Microsoft Active Directory Federation Services (ADFS)

Microsoft Active Directory Federation Services (AD FS) is Microsoft’s on-premises federation and web SSO server, designed to issue and validate tokens for authentication across internal and external applications. It supports SAML 2.0, WS-Federation/WS-Trust, and—beginning with Windows Server 2016—OpenID Connect/OAuth 2.0 for modern app federation.

Key Capabilities

• Standards-based federation: Acts as both a SAML 2.0 IdP/SP and supports WS-Federation/WS-Trust for SOAP or legacy clients. OpenID Connect/OAuth 2.0 is supported starting from Windows Server 2016 and later versions.

• Web publishing via WAP: The Web Application Proxy serves as a reverse proxy and AD FS proxy, enabling pre-authentication and secure external access to on-premises web applications.
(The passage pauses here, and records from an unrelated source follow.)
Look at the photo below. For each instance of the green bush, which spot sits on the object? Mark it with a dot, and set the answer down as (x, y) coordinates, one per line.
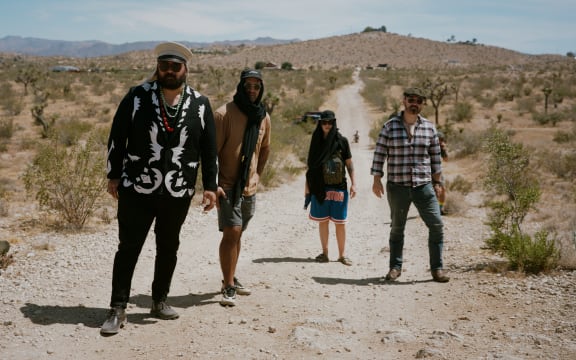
(515, 193)
(463, 112)
(531, 255)
(67, 181)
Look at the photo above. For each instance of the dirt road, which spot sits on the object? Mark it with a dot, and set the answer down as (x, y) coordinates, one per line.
(53, 302)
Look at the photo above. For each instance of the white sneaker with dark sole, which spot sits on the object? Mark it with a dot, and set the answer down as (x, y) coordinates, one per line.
(241, 289)
(228, 296)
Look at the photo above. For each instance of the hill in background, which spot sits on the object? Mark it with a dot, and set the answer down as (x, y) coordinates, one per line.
(353, 50)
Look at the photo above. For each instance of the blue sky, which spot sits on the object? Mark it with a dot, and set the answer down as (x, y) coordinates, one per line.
(529, 26)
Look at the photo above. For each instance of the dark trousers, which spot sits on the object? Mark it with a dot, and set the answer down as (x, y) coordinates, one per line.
(135, 216)
(424, 198)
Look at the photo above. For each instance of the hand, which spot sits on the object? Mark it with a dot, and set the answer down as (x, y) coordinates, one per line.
(113, 187)
(220, 193)
(209, 200)
(352, 191)
(378, 188)
(307, 200)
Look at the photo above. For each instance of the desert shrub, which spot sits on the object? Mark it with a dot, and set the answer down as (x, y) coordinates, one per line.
(6, 128)
(6, 260)
(526, 105)
(531, 255)
(463, 112)
(374, 94)
(562, 137)
(67, 181)
(69, 132)
(561, 165)
(545, 119)
(460, 185)
(488, 101)
(465, 143)
(515, 192)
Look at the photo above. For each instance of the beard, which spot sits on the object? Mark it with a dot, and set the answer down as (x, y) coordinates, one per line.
(413, 109)
(171, 81)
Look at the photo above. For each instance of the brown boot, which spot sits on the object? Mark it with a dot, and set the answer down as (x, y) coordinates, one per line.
(393, 274)
(439, 276)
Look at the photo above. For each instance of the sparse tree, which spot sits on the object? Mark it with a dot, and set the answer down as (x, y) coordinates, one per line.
(436, 90)
(28, 77)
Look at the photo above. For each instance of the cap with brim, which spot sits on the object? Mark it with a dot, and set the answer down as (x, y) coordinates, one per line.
(414, 92)
(173, 51)
(327, 115)
(251, 73)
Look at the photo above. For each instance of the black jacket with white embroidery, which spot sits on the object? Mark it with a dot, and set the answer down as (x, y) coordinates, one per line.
(151, 160)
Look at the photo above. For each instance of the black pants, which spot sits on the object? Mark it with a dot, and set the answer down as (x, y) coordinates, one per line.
(135, 216)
• MFA integration: Offers built-in smart card and certificate-based MFA, along with support for pluggable MFA adapters such as Microsoft Entra MFA, Duo, PingID, CyberArk, and SecureAuth for step-up authentication at AD FS or WAP layers.

Limitations

• Modernization path: Microsoft officially recommends migrating AD FS-integrated applications to Microsoft Entra ID, offering assessment tools and phased migration guides for decommissioning.

• OIDC scope and claims variance: AD FS’s OIDC implementation—particularly in Server 2016—does not include all standard OIDC claims by default; administrators must manually map missing attributes.

• Advanced OAuth profiles: Documentation covers core OIDC/OAuth functionality but lacks confirmation of support for PAR, DPoP, or mTLS-bound tokens.

• Operational overhead: Being self-hosted, AD FS requires manual management of patching, SSL certificates, HA/load balancing, and WAP DMZ architecture.

• Version dependency: Available features and administrative UI vary across Windows Server 2012 R2, 2016, 2019, and 2022. Organizations should verify their farm behavior level to ensure support for newer OIDC and OAuth capabilities.